I am stronger for having survived you.

That’s the best I can manage right now. But I know me well enough to know that I can and will change my view of our experiences, eventually. Those changes in my heart will bring me more peace and awareness; they are blessings, waiting on my horizon.

Forgiving

I forgive you for the lies you told me the entire year we were together.

I forgive you for cheating on me.

I forgive you for the STD you gave me and then lied about, as I choked on the chalk water they made me drink at the hospital.

I forgive you for abandoning me with no explanation.

I forgive you for the way you twisted the knife, by parading men around in front of me.

I forgive you for your continuing harassment.

I forgive you.

I forgive you, because I need to do so in order to forgive myself too.

And now, I’m moving past you.

Being Single

Being single feels like failure. I’m still in pain from my breakup and every instinct in me tells me to frantically find someone to distract me, to help me avoid the pain, to help me create the illusion of being okay again.
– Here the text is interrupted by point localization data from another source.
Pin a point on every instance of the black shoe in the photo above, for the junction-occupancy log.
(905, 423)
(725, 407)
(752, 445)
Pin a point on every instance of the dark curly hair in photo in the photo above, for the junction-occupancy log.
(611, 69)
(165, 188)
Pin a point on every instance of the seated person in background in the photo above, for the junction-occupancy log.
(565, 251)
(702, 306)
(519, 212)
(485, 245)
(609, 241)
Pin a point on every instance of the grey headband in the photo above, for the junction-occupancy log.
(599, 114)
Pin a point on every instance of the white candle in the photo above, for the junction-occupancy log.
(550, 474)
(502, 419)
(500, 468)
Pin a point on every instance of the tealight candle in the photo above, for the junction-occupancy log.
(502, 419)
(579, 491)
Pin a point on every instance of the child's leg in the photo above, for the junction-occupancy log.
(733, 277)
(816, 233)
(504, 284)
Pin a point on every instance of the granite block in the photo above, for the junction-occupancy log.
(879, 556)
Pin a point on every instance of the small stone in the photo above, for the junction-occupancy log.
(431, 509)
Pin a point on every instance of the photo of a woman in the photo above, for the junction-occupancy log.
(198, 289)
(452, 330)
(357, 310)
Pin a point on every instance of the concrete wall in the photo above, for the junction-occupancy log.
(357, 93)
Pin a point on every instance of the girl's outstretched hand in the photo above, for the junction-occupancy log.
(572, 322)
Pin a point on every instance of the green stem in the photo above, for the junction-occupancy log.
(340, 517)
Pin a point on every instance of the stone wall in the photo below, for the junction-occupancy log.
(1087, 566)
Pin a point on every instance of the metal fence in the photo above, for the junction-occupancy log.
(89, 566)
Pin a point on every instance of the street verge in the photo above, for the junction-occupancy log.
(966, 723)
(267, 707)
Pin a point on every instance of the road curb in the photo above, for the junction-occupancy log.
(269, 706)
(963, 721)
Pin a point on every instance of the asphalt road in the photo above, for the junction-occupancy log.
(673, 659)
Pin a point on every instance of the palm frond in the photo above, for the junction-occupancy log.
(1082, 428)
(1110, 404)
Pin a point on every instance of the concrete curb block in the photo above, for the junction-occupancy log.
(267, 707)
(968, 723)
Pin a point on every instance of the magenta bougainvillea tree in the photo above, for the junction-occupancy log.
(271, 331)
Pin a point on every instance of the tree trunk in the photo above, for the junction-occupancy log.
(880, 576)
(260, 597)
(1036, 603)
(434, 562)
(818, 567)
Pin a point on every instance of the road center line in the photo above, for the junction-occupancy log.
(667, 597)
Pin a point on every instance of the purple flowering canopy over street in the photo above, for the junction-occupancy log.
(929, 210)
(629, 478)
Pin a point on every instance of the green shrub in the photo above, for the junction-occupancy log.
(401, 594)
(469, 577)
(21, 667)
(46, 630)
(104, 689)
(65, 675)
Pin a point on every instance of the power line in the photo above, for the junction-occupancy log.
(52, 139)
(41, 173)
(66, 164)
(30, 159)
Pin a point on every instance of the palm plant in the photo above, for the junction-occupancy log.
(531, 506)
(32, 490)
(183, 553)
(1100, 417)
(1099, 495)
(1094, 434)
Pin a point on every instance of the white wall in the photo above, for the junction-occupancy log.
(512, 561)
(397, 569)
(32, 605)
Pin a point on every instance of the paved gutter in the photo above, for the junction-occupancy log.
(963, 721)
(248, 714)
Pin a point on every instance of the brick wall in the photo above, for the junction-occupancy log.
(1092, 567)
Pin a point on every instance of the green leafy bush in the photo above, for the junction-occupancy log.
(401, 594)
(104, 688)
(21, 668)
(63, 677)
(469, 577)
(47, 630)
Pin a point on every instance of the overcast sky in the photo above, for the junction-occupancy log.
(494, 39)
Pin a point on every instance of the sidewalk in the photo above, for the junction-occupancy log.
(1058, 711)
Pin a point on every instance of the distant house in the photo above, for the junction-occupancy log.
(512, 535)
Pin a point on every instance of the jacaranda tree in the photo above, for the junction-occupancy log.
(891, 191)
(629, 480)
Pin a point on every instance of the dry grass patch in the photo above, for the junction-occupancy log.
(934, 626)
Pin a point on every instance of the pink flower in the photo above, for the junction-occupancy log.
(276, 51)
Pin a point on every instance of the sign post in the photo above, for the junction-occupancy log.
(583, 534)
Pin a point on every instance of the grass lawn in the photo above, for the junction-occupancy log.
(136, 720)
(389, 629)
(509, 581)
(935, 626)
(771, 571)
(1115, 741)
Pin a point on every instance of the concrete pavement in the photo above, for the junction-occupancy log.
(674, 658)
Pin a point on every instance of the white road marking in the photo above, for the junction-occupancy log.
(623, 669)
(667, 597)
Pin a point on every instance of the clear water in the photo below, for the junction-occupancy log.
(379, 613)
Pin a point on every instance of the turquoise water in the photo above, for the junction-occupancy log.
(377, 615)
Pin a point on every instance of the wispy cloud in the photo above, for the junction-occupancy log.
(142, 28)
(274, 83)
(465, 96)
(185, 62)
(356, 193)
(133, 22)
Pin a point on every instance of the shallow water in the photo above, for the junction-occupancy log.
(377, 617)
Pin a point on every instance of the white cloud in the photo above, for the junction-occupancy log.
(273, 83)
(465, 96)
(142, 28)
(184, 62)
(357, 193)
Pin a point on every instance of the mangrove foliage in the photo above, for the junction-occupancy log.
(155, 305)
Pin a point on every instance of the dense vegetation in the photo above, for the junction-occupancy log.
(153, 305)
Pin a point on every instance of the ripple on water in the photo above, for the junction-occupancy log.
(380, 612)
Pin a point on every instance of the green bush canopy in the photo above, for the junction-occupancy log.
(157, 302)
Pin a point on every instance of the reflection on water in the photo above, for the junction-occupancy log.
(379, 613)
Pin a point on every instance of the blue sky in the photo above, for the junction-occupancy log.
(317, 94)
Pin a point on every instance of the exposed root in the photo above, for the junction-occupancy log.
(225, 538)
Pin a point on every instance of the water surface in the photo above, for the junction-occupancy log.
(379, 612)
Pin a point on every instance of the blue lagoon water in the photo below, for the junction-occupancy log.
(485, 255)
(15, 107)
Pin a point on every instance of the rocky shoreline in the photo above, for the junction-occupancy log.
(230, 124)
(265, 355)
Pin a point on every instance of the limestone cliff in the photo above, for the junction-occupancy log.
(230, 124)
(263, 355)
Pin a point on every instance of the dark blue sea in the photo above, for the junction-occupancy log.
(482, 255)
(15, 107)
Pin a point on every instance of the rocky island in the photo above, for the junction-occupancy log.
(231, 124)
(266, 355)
She moved on less than 24 hours after we broke up. It’s been six weeks and I can’t imagine being intimate with anyone else.

Beautiful Faces

Take a quick scroll through Instagram, and realize that a beautiful face is very ordinary.

Inner beauty is extraordinary. Inner beauty transforms the way others see you. People with inner beauty flourish before the eyes of others and these people become even more attractive as time goes by.

When you look in the mirror, do you hate your face?

Are you not accepting that you are a wonderful person, capable of creating happiness and positive connections with others?

Physical beauty fades. There are no exceptions to this rule. Become the person you were meant to become, and realize that you cannot become this person by simply slipping on clothes or makeup. True beauty lies within the heart.

Beautiful faces smile even though their teeth aren’t straight, their eyes aren’t perfectly symmetrical, their nose doesn’t look right in photos. They smile. They are beautiful because of their acceptance. Acceptance of self. Acceptance of others.

Don’t use social media as the framework for your self-image. This will lead you down a path of self-loathing, and zero tolerance for the imperfections of others. This is a path towards loneliness and regret.

Loss, and Spiritual Death

When we reach the bottom, the absolute bottom, when we feel like we can’t go any further down, and that the only answer is to leave this world and the pain behind, we die.

Some of us put guns in our mouths and die a mortal death. But many of us will remove the guns from our mouths, find a way to get up, pick up the pieces, start over. In that moment we die, but we only die a spiritual death… We are reborn again in the same bodies.

We are surrounded by people who have experienced this death and rebirth within the same bodies. We brush past these people as we focus on daily distractions from our pain. But take notice, because these people are closer to the truth than we can imagine.

The spiritual death and rebirth takes place when we are at our lowest and yet survive. In our darkest moments we are forced to face our fear; we are forced to work through our pain and despair. We are forced to eventually accept the loss of what we thought we couldn’t live without, and then begin to realize what truly matters in our lives. Some of us will spiritually live and die many times over in the span of a mortal lifetime. Each rebirth is a transformation we make as we get closer to our true selves.

Loss is painful, but it is a crucial part of our path. A necessary waypoint. In order to move forward, we have to walk through it. To walk around it, to avoid the pain of our loss, is to leave our path.